One of the unspoken threads that ran through the conference is that, at a very real level, the mundane is the profane. In light of eternity, nothing is more profane than the mundane. It’s about time some Reformed leaders went in that direction! But how does my usage of the word “disturbed” become more profane than our culture’s choice of dirty words? This would be done by inflating my own dealing with words, in relation to my passion for the eternal things behind those words. The biggest casualty in this general loss of proportion is manly speech from the pulpit that cannot say the same thing that Jesus and the disciples did when calling men to their rightful King. In this way, the Victorian English and the high-brows of Vienna at the turn of the twentieth-century were the most profane people who ever lived, as they bowed and curtsied and shed tears over Wagner, while they heated up the ovens for human flesh. And make no mistake: that is usually how these things relate. Those with the tightest wads usually stash the most corpses.

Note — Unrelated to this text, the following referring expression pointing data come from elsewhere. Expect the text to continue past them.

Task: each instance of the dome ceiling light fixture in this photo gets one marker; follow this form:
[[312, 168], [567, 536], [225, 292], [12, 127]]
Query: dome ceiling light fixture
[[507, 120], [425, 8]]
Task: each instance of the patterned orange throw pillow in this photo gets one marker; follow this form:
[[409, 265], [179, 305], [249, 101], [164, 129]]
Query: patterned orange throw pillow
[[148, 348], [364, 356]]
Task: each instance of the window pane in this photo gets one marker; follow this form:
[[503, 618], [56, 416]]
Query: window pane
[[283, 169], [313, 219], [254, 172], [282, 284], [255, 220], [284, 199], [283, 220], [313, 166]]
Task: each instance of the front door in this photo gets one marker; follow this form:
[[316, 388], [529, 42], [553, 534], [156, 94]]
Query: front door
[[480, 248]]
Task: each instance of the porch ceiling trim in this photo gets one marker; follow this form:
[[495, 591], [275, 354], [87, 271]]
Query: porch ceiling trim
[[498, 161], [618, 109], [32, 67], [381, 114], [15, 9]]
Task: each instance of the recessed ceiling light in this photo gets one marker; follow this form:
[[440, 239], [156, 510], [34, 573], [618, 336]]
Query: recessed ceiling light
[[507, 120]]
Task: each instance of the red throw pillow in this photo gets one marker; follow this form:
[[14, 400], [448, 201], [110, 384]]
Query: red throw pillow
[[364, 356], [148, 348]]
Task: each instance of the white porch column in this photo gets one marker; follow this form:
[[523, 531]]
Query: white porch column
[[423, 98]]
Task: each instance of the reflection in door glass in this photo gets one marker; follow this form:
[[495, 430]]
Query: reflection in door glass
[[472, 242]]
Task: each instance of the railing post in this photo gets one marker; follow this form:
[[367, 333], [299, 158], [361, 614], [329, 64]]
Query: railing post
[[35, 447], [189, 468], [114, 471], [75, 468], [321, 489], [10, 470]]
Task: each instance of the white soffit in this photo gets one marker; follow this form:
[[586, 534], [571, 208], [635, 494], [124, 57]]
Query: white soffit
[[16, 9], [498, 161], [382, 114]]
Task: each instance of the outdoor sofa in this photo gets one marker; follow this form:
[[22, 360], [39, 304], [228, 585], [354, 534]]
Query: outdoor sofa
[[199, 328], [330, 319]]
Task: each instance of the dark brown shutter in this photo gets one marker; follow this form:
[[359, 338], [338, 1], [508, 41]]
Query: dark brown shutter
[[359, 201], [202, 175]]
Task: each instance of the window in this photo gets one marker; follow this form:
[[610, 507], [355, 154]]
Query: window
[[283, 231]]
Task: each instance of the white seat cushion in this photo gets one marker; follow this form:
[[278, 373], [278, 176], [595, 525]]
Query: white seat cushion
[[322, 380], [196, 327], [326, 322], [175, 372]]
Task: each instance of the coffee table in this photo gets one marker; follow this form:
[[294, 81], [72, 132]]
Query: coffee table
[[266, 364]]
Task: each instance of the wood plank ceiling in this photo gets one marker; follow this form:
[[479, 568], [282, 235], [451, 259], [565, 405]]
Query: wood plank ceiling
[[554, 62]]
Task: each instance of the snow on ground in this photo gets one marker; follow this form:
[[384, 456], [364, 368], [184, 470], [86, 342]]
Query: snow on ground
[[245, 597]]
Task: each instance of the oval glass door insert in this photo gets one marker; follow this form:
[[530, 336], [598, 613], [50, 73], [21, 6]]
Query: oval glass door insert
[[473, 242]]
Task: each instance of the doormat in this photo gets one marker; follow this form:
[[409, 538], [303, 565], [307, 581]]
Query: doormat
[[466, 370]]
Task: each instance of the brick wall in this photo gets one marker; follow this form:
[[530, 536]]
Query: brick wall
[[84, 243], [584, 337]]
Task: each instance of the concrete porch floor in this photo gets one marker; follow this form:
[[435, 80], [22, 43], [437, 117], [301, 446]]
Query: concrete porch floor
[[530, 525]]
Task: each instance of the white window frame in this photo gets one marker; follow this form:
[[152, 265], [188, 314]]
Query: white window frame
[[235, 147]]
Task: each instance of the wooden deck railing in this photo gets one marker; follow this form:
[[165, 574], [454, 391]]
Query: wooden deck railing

Because of the lack of eternal proportion that Fundamentalism has cultivated, the vast majority of Christians cannot stomach to be in any conversation with unbelieving potty mouths, and, if we’re honest, we all know why. Our skin is crawling because the lewdness of speech is a form of polemic that makes the Christian subconsciously cower out of any real interaction. Anyone who doesn’t see this has probably never been in any significant cultural warfare—especially at the college campus—where the designation “Prude” is much more significant than “Incorrect.” Incidentally, it also turns back genuine seekers who run into Christians who are itching for want of a bow or a curtsy from pagans who, for all we can be assured, want to kill us anyway. There will be time and place for showing our youth a better way to speak, and to instruct that people only use foul speech when they are not witty enough to reach for something deeper and stronger. All in due time.

We are in a war to rescue the word from the terrorists of Image, yet the word was first captured and sold to them by the hijackers of Practice. There is a long history to this “humiliation of the word.” The answer, of course, is not to match dung slung for dung. The answer is to carpet bomb the crowd with a steady diet of truth claims that is high enough to be invincible but low enough to bring the mob from what is both similar and dissimilar between pop rocks and prime rib. Just as a beautiful woman who is still clothed (there still are some) has the allure of mystery, so a Christian who can have a beer, throw a hail-Mary further than he can pray one, and hold out in a gutter conversation without changing his mind-diapers after every sentence, is a curiosity to an unbeliever. Language is analogical and so must our levels of comfort. In this way, the missionary is really like an intelligence officer or part of a special ops invasion. He will rub shoulders with some sordid characters, just as he was and is. He must, as Kipling said in his famous poem about growing up as a man, “walk with kings nor lose the common touch.” If we do not grasp this, then we will never be world Christians because we’ll spend all day shivering and waiting for the “ly” at the end of a mere word.